Ege Üniversitesinde kadın hareketinin ihtiyaçları
CİTÖK’lerin bilinirliği ve örgütlenmesi adına çalışmalar sürdürmek için dayanışmayı büyütelim!
Fotoğraf: ANKA
Aybüke ARSLAN
Ege Üniversitesi
Ege Üniversitesi Kadın Çalışmaları Topluluğu olarak geçen hafta dönemin ilk buluşmasına tanışma etkinliğiyle başladık. Son 2 senedir farklı fakülteler ve bölümlerden gelen birçok arkadaşımızla birlikte topluluğun resmi olması için faaliyet sürdürürken geçen dönem emeklerimizin ve uğraşlarımızın karşılığını alarak topluluğu resmi hale getirmiştik. Yeni dönemdeyse etkinliklerimize başlamadan önce yeni üye olan arkadaşların topluluk hakkında fikirlerini ve önerilerini dinlediğimiz tartışma ortamlarıyla döneme ilk adımlarımızı atalım dedik. Tanışma toplantısına başlarken sorduğumuz “Kadın Çalışmaları Topluluğu’na neden üye oldunuz?” ve “Topluluktan beklentileriniz nelerdir?” soruları bizleri her sene tartıştığımız güvenli kampüs ve güvenli yurt taleplerine dayanak oluşturan cevaplarla karşılaşmamızı sağladı. Kampüs içerisindeki ışıklandırma sorununun, KYK yurtlarında kalan arkadaşların yurtlarında özelleşen sorunların cevaplarını buralarda aradıklarının örneklerini görmüş olduk. Bu örnekler, Ege Üniversitesi öğrencilerinin yaşadığı sorunları tek başlarına değil bir toplam mücadele mekanizmalarıyla çözüp somut birliktelikler kurmasının ihtiyacı olarak karşımıza çıktı.

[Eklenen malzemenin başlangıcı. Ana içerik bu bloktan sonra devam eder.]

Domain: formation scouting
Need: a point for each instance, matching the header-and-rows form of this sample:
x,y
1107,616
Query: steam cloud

ETKİN BİR CİTÖK İÇİN MÜCADELEYE
Stant haftasında topluluk standımıza koyduğumuz duygu kavanozuysa neredeyse her kadının kendi sorunlarını yazdıkları, bir çözüm arayışında birlikte mücadeleyi talep ettiği ya da kampüste/yurtta veya yaşamın içinde bir kadın olarak neler hissettiklerini anonim bir şekilde kağıtlara yazıp bizimle paylaştığı bir şekilde yapılmıştı. Etkinliğimizdeyse kimlerin yazdığını bilmeden bu küçük notları okuyan arkadaşların, her bir kâğıtta topluluk altında birleşmenin verdiği cesaret ve bir şeyleri değiştirmekte tek başına olmadığının vurgusunu yapmaları, bu dönem açısından ihtiyaçlarımız etrafında birleşmenin önemini çok kez vurgulamış oldu. Gündemdeki kadın cinayetlerinden kampüs içerisindeki şiddet, taciz veya istismara kadar her alana değinen CİTÖK’lerin bilinirliği ve örgütlenmesi adına çalışmalar sürdürmek hedeflerimizden biri olmalı. Boğaziçi Üniversitesinde olduğu gibi içi boşaltılan ve işlevsiz hale getirilen CİTÖK karşısında bizim neler yapabileceğimiz en çok konuştuğumuz gündemlerden biriydi. Kadınlar olarak hem yurtlarda hem kampüslerde yaşadığımız sorunlar silsilesi günden güne artarken birçok alanda kadının ikincil konumda oluşunu iliklerimize kadar hissediyoruz. Kampüste panik butonlarının azlığı konusundan etkin CİTÖK talebinin tartışıldığı bu süreçte her bir arkadaşımızın bulundukları alanlarda burayı örgütlemesi ve olanakları buralardan arttırması gerekiyor.
BİRLİKTELİĞİMİZİ GENİŞLETMEMİZ GEREKİYOR
Bu olanakları bir yandan kendi sınıfımızda genişletirken bir yandan da farklı kesimlerden öğrencileri buluşturan kulüplerin aktif CİTÖK’ü kendi üyeleriyle örgütlemeleri çok önemli. 60’tan fazla topluluğun olduğu üniversitemizde toplulukların birlikteliğine her yerden ket vurulurken elzem olanın birlikte hareket etmek olduğunu, güçlü başladığımız döneme güçlü devam etmemizin koşullarını beraber yaratırken ve mücadelemizi birlikte örerken birbirimize asla yalnız yürümeyeceğimizi hatırlatmamız gerekiyor. Kampüste, yurtta, bulunduğumuz her alanda dayanışmamızı büyüterek o alanlardaki mücadelemizi kalıcı birlikteliklere dönüştürebiliriz. Bunu da tek başımıza değil birlikte yapacağız!